Ozone includes three atoms of oxygen and is highly reactive with other chemicals. In the stratosphere, about 11 to 40 kilometers above the Earth's surface, an ozone layer acts as a sunscreen, shielding the planet from ultraviolet rays that can cause skin cancer and cataracts, suppress the immune system and damage the plants. Ozone can also be created by photochemical reactions between the sun and pollution from emissions from vehicles and other sources, forming a harmful smog in the lower atmosphere.
NASA and NOAA use three complementary instrumental methods each year to monitor the growth and dissolution of the hole in the ozone layer.
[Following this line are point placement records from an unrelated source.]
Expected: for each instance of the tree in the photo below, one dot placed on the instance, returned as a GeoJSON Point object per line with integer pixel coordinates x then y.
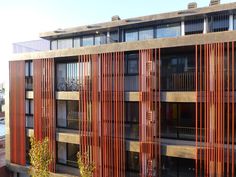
{"type": "Point", "coordinates": [86, 167]}
{"type": "Point", "coordinates": [40, 157]}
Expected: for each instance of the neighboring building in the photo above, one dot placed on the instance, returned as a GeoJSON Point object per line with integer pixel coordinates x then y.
{"type": "Point", "coordinates": [147, 96]}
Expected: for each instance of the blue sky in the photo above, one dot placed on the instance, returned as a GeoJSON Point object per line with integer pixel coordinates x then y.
{"type": "Point", "coordinates": [23, 20]}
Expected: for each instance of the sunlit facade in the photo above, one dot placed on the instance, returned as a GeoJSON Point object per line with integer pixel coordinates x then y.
{"type": "Point", "coordinates": [150, 96]}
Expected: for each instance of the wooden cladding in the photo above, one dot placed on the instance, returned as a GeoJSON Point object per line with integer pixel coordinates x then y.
{"type": "Point", "coordinates": [103, 115]}
{"type": "Point", "coordinates": [17, 112]}
{"type": "Point", "coordinates": [215, 115]}
{"type": "Point", "coordinates": [149, 112]}
{"type": "Point", "coordinates": [44, 104]}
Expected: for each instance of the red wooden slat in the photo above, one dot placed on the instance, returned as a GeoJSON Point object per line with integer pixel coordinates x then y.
{"type": "Point", "coordinates": [17, 112]}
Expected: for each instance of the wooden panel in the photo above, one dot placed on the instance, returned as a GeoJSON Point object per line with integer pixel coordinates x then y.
{"type": "Point", "coordinates": [44, 104]}
{"type": "Point", "coordinates": [150, 112]}
{"type": "Point", "coordinates": [17, 112]}
{"type": "Point", "coordinates": [215, 63]}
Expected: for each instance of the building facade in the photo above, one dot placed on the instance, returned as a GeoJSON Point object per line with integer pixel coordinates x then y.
{"type": "Point", "coordinates": [150, 96]}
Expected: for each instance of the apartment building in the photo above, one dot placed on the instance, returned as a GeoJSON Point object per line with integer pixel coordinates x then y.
{"type": "Point", "coordinates": [151, 96]}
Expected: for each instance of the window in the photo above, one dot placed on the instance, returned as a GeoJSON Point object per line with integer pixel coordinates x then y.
{"type": "Point", "coordinates": [234, 22]}
{"type": "Point", "coordinates": [218, 22]}
{"type": "Point", "coordinates": [176, 70]}
{"type": "Point", "coordinates": [168, 30]}
{"type": "Point", "coordinates": [67, 154]}
{"type": "Point", "coordinates": [132, 63]}
{"type": "Point", "coordinates": [53, 44]}
{"type": "Point", "coordinates": [101, 39]}
{"type": "Point", "coordinates": [194, 26]}
{"type": "Point", "coordinates": [67, 76]}
{"type": "Point", "coordinates": [178, 120]}
{"type": "Point", "coordinates": [64, 43]}
{"type": "Point", "coordinates": [132, 163]}
{"type": "Point", "coordinates": [131, 72]}
{"type": "Point", "coordinates": [29, 113]}
{"type": "Point", "coordinates": [29, 75]}
{"type": "Point", "coordinates": [114, 37]}
{"type": "Point", "coordinates": [97, 40]}
{"type": "Point", "coordinates": [77, 42]}
{"type": "Point", "coordinates": [132, 120]}
{"type": "Point", "coordinates": [87, 41]}
{"type": "Point", "coordinates": [146, 34]}
{"type": "Point", "coordinates": [27, 147]}
{"type": "Point", "coordinates": [131, 35]}
{"type": "Point", "coordinates": [177, 167]}
{"type": "Point", "coordinates": [68, 114]}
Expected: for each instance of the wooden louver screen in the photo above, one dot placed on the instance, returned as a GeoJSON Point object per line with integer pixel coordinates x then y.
{"type": "Point", "coordinates": [149, 112]}
{"type": "Point", "coordinates": [44, 104]}
{"type": "Point", "coordinates": [215, 105]}
{"type": "Point", "coordinates": [17, 112]}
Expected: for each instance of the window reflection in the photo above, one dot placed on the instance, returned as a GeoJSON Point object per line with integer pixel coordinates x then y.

Satellite instruments such as the ozone monitoring instrument on NASA's Aura satellite and the suite of ozone mapping mappers on the National Polar Partnership satellite in orbit between NASA and NOAA measure ozone in large areas of space. The Aura microwave microwave sounder also measures some chlorine-containing gases, providing estimates of total chlorine levels.
The total amount of ozone in the atmosphere is extremely small. The totality of ozone in a column of the atmosphere extending from the ground to the space would constitute 300 Dobson units, or about the thickness of two sub piled up l & # 39; one on the other.
The NOAA scientists are monitoring the thickness of the ozone layer and its vertical distribution over the South Pole by regularly releasing weather balloons fitted with ozone "probes" at a altitude up to about 34 km, and by means of a ground-based instrument called Dobson Spectrophotometer.